Ich grinste bei der Erinnerung an Paul. Denn ein Tag danach hatte er vor meiner Tür gestanden und gefragt, ob ich nicht Lust hätte mit ihm ins Kino zu gehen. Sephie hatte allen Ernstes wissen wollen, ob ich zugesagt hatte. Als ich sie ungläubig gefragt hatte, wie sie darauf kam, ich hätte seine Einladung angenommen, hatte meine Freundin locker die Achseln gezuckt.
„ Meinetwegen hättest du mit ihm ausgehen können. Er ist gar nicht so schlecht im Bett. Sanft und vorsichtig. Genau das Richtige, um wieder ins Spiel einzusteigen.“
Das war ihre Antwort gewesen. Danach war das Thema für sie beendet. Sie brauchte nicht erwähnen, dass es ihr ernst damit war.

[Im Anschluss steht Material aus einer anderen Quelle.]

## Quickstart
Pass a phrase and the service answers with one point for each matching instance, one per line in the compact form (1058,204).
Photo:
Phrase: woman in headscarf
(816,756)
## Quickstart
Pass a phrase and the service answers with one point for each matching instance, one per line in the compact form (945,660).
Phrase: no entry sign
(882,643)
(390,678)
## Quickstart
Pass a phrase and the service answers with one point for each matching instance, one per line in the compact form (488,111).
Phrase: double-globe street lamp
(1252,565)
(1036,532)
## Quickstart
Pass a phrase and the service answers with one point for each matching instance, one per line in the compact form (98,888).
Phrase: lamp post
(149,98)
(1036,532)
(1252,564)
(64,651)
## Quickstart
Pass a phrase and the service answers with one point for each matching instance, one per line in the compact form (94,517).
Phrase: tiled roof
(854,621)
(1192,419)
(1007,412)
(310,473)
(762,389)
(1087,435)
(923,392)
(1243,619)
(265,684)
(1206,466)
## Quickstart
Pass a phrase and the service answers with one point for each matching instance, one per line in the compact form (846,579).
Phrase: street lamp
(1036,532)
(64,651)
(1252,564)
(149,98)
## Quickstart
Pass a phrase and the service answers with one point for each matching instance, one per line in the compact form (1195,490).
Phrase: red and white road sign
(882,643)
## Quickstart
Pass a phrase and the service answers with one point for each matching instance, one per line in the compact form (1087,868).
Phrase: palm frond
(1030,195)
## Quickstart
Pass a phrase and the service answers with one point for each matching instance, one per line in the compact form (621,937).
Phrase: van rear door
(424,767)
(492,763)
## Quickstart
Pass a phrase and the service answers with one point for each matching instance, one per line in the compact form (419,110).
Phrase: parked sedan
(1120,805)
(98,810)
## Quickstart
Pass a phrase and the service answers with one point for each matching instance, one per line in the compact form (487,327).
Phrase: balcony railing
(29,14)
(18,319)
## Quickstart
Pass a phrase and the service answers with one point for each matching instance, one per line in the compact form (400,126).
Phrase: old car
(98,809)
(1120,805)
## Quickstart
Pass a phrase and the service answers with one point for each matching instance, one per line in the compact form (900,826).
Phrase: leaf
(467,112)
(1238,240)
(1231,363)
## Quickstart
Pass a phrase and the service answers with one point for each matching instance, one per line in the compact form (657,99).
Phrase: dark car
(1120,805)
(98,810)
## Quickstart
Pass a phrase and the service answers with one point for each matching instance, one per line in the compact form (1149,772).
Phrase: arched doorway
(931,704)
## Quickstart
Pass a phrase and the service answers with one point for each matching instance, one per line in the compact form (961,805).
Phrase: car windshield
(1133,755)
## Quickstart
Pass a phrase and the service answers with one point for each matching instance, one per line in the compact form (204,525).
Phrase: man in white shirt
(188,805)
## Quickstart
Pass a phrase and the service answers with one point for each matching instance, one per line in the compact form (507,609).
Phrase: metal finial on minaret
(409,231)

Ich schüttelte lächelnd den Kopf. Damals hatte ich entrüstet, für meine Verhältnisse sogar wütend reagiert. Jetzt sechs Wochen später gelang es mir, über Sephies Reaktion zu lachen. Wahrscheinlich hatte sie Recht und es war unmöglich zu behaupten, ich könnte für den Rest meines Lebens enthaltsam und ohne Mann leben. Aber sie verstand einfach nicht, dass ich noch nicht so weit war, mir überhaupt nur vorzustellen, mit einem anderen Mann auszugehen. Bei der Vorstellung ein Date zu haben, Händchen zu halten, oder gar jemanden zu küssen, schauderte es mich. Wenn ich meine Augen zumachte, spürte ich Simons Berührungen auf meiner Haut. Wenn ich mich konzentrierte, schaffte ich es auch ein Jahr nach seinem Tod noch, seinen Duft in der Nase und sein Lachen im Ohr zu haben. Dieses laute, schiefe Lachen, was zu seiner offenen, redseligen Art gepasst und mir sofort gefallen hatte.